It's been an undistinguished start to an election campaign, by any measure, with all three main parties tying themselves up in Gordian knots of hypocrisy. The Tories are going potty trying to drop Labour in it with an attack on the party's proposed rise in National Insurance payments. They are obviously right that National Insurance rises are no way to go about reviving the economy, but we very much doubt that the alternative of increasing taxes on the rich would go down a treat at Conservative Central Office. It doesn't even wash with Gordon Brown. But, perhaps, the Tories have another alternative.They certainly have no shortage of creative thinking. It must be counted an act of total originality to recruit Corus chief executive Kirby Adams to their campaign fighting NI rises. Nothing else could account for choosing the chief executive of a company that has just thrown thousands out of work in Redcar and trashed the livelihoods of an entire community, to sign up for a campaign to "save jobs." That's certainly original. It bears all the hallmarks of some dimwitted Central Office apparatchik who wouldn't know a proper job if it stood up and bit him. And then there's the Lib Dems, bless their little cotton socks. Strong on words, this lot, but light on delivery.

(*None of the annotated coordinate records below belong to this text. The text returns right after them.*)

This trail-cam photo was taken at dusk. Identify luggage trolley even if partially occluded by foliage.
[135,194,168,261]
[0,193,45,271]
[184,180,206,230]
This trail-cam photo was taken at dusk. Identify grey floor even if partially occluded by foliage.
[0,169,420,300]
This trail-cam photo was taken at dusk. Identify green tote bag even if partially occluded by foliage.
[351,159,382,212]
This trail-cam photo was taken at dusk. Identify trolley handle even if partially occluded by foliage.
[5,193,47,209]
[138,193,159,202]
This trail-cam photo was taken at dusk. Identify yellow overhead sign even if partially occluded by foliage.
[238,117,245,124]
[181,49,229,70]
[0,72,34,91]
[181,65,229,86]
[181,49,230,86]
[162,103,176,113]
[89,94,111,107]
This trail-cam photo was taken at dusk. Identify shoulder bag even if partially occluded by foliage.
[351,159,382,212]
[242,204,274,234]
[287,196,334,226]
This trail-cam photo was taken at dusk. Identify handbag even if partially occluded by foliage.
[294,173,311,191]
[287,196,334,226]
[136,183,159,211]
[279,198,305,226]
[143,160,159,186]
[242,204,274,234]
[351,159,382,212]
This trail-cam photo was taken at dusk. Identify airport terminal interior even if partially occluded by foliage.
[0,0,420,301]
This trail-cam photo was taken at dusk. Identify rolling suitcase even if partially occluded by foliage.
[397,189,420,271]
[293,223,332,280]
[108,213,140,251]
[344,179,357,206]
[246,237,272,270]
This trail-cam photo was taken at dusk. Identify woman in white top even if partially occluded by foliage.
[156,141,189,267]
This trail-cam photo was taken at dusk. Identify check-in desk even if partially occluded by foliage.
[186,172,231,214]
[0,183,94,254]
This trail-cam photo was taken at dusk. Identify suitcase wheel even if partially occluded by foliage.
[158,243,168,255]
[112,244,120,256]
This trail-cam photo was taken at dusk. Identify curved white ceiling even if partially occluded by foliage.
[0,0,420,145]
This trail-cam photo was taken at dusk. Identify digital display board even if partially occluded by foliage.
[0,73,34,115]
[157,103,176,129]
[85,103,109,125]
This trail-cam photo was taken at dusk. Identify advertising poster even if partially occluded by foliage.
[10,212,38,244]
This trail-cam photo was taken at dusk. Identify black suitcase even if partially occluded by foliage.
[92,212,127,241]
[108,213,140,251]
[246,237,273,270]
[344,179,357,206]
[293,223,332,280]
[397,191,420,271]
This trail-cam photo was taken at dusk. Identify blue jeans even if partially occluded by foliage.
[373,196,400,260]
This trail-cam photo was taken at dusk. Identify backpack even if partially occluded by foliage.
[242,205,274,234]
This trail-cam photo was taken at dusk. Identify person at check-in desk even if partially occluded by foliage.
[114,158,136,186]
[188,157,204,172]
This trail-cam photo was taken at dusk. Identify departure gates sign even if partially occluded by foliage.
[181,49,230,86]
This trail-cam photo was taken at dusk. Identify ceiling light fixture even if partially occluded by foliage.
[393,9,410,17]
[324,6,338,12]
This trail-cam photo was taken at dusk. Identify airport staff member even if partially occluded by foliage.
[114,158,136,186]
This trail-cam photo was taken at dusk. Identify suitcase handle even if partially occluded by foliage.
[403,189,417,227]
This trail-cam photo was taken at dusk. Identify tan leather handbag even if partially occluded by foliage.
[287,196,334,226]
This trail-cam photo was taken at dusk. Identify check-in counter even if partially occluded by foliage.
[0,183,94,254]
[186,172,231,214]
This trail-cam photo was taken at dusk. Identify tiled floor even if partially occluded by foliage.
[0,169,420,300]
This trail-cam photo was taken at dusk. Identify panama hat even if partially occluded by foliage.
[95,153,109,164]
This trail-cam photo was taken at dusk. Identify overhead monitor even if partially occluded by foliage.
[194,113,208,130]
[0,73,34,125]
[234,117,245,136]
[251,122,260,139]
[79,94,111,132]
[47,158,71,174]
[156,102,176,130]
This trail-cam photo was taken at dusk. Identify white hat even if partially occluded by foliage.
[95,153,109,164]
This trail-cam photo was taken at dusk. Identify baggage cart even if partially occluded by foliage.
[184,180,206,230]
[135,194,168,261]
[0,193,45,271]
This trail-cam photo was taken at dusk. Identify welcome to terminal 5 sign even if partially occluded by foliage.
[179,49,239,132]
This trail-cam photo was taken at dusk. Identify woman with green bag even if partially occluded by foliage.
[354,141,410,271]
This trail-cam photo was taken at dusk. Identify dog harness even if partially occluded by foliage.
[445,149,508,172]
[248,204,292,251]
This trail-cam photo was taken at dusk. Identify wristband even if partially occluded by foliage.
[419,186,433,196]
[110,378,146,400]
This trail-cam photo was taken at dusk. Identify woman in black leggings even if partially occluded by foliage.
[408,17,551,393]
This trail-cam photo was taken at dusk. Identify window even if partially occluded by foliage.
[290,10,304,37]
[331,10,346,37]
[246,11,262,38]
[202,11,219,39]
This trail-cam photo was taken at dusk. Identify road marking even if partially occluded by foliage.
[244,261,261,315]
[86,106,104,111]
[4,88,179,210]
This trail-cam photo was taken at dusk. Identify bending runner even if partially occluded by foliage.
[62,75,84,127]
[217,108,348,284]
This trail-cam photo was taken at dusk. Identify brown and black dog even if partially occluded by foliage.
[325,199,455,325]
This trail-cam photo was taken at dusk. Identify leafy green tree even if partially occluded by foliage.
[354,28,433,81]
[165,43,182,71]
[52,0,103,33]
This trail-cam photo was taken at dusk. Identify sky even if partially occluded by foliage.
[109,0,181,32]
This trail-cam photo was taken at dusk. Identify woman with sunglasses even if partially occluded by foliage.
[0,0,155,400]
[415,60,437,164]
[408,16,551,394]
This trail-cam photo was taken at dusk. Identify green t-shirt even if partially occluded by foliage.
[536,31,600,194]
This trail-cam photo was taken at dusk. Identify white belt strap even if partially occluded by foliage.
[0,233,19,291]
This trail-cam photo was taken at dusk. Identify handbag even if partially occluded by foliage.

Nick Clegg tried his hand out at bashing Labour and the Tories over their weasel words. "Believing any promises from them on political reform is a bit like accepting a consumer service guarantee from Del Boy - don't believe it, they are trying to treat you like fools," he said. Right as far as it goes, perhaps, but coming from Mr Clegg it's more than a little bit strong. Who on earth is going to believe a Lib Dem? That's the party that claims that it said the Iraq war was wrong and opposed it - right up until it started, at which point they suddenly shut their collective mouths in the interests of "national unity." What was wrong became sacrosanct, at least until it was all over, at which point they restarted their criticisms. But where is the truth? Go back to the Liberal Democrat conference in September 2002. Delegates did not oppose the war. The conference set out the conditions that would make war acceptable to the party- none of these conditions were met but the party supported the war anyway. So we ask again: Who on earth is going to believe a Lib Dem? And then there's the Labour Party. Prime Minister Gordon Brown lashed out at the Tories over their position on NI rises and their intention to stop them. "We cannot," he proclaimed grandly, "cut our way to recovery."
To issue this proclamation, he heaved himself ponderously out of his front-bench seat next to his old mate and Chancellor Alistair Darling, the man who has declared that, in the event of Labour winning the next election, he would be starting a round of cuts next year that would make Margaret Thatcher look like granny bountiful. Exactly a month ago, over a quarter of a million of Mr Brown's civil servants walked out on strike over his government's plans to cut their redundancy payments package, a package which was important to them because of Labour plans to hack back over 100,000 Civil Service jobs. And, in another place, front-bench colleague Lord Mandelson was smugly contemplating the massive cuts in education budgets that he had introduced a matter of weeks ago. We cannot cut our way to recovery. Indeed. So the only question for Mr Brown is: "Why the hell are you trying, then?" Yes, the election's under way. And, just for once, it would be nice to avoid wading through a sea of hypocrisy and right-wing detritus to survive it.